Rule #4: Eat nuts and seeds with dried fruit or dark chocolate, but not fresh fruit
This one threw me because my go-to was always to eat fresh fruit with nuts or nut butter. I thought the fat from the nuts would slow down the digestion of the sugars in the fruit. According to the food combining philosophy, fruit is supposed to metabolize quickly to prevent that “fermenting” process. Also,the fiber in fruit slows the sugar breakdown, so it’s not as much of a concern to eat fruit alone. .
Rule # 5 Wait 3–4 hours before switching categories. If you start as recommended with fruit in the morning, then wait until lunchtime to eat protein and then snacktime to eat a starch or another type of protein.
No weight loss or gain. Although the research is conflicting, I felt a blood sugar rush eating fruit with nothing else. Plus I got really, really, sick of fruit and it started to just taste bad after a while. Eating a high-protein breakfast helps me focus and satisfied well into the afternoon. Also, I like eating warm foods for my meals and constanly eating raw and cold stuff got really unappealing after a while.
Other than that, there’s nothing too novel about this diet. Most of my food combinations are protein and fats or proteins, vegetables, and fats. Yet, when I am in a rush, I do enjoy my Kodiak protein pancakes, or my ezekiel and sunflower seed butter combination. Eating these foods has never made me gain weight.
Was it worth it?
Hey, I am a blogger, so by nature this requires experimenting and reporting. I had heard about this approach, it sounded interesting and rooted in history, and I am glad I did this R&D – mostly to pass on my opinion that this diet is really an implict way of not overeating. But you can achieve that in many other ways than these weird rules, like portion control.

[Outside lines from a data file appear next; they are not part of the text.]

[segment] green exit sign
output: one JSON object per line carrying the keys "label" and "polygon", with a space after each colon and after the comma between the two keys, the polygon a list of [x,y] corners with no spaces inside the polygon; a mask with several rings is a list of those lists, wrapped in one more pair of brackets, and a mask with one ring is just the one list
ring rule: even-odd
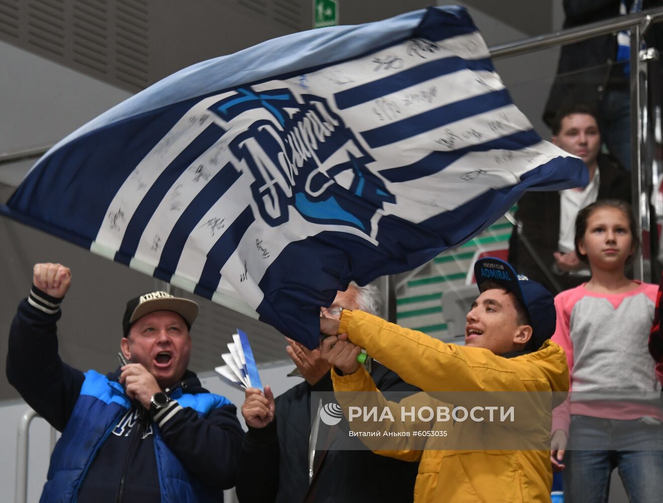
{"label": "green exit sign", "polygon": [[338,0],[313,0],[313,27],[338,25]]}

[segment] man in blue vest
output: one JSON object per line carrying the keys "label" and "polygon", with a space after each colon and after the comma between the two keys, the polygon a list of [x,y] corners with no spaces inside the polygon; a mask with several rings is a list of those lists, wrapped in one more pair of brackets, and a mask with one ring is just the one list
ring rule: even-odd
{"label": "man in blue vest", "polygon": [[60,264],[35,265],[9,335],[9,382],[62,432],[41,501],[221,501],[243,433],[235,406],[187,370],[198,304],[162,292],[129,301],[120,341],[129,363],[84,373],[58,355],[70,282]]}

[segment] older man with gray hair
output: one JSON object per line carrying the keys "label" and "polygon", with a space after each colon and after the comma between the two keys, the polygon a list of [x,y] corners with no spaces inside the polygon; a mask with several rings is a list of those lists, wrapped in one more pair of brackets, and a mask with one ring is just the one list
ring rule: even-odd
{"label": "older man with gray hair", "polygon": [[[379,315],[381,304],[377,288],[352,282],[337,294],[329,307],[321,308],[320,316],[339,319],[343,309]],[[249,432],[237,484],[241,503],[412,501],[417,463],[369,451],[327,450],[325,435],[315,434],[320,415],[312,427],[312,400],[320,406],[319,398],[312,393],[333,390],[331,366],[322,358],[319,348],[310,351],[287,340],[286,350],[304,381],[276,400],[269,386],[264,393],[257,388],[246,390],[241,411]],[[383,391],[418,391],[378,362],[369,361],[369,366]]]}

I think the one good thing about “food combining” is that it makes you pay more attention to the type of macronutrients you are getting and how much whole foods you are eating. This goes back to my PFfCW framework – making sure to get a combination of protein, carbs, and fat in every meal or snack, and getting fiber and water throughout theday. What you combine with what should depend on how you feel afterwards. I feel better afterwards if I have protein and carbs with a low amount of fat, or protein and fat with a low amount of carbs.

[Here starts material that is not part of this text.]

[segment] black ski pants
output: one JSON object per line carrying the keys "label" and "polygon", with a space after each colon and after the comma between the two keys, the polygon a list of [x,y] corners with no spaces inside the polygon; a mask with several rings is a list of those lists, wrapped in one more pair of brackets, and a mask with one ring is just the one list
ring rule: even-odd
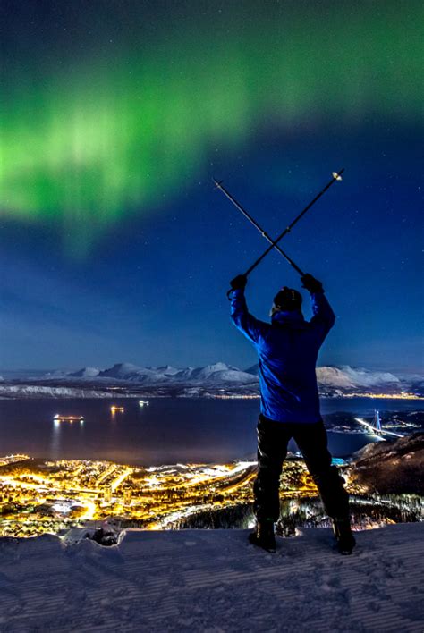
{"label": "black ski pants", "polygon": [[322,420],[314,424],[283,424],[262,414],[258,422],[258,476],[253,485],[253,509],[258,521],[277,521],[280,516],[280,475],[293,438],[312,476],[326,512],[333,519],[349,517],[344,480],[331,465],[326,431]]}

At the same time, I don’t totally buy into the eat fruit by itself thing. If I decide to eat a piece of fruit, I feel better if I have it with a little bit of yogurt or nuts. I also work out in the morning, so I need more to replenish myself than a piece of fruit. In fact, you definitely need a combination of carbs and protein after your workout.
It’s about what works for you and your body, and makes you feel good. I feel great when I eat my Ezekiel bread with nut butter and honey. Maybe I don’t necessaily want an apple at the same time, but I believe my body is smarter than any diet.
This diet was interesting, and certainly made me eat more fruit, but not sustainable for someone like me who works out almost every day and has a maratho-like job.. As with any diet, I would recommend consulting with a doctor, especially if you have a condition like diabetes.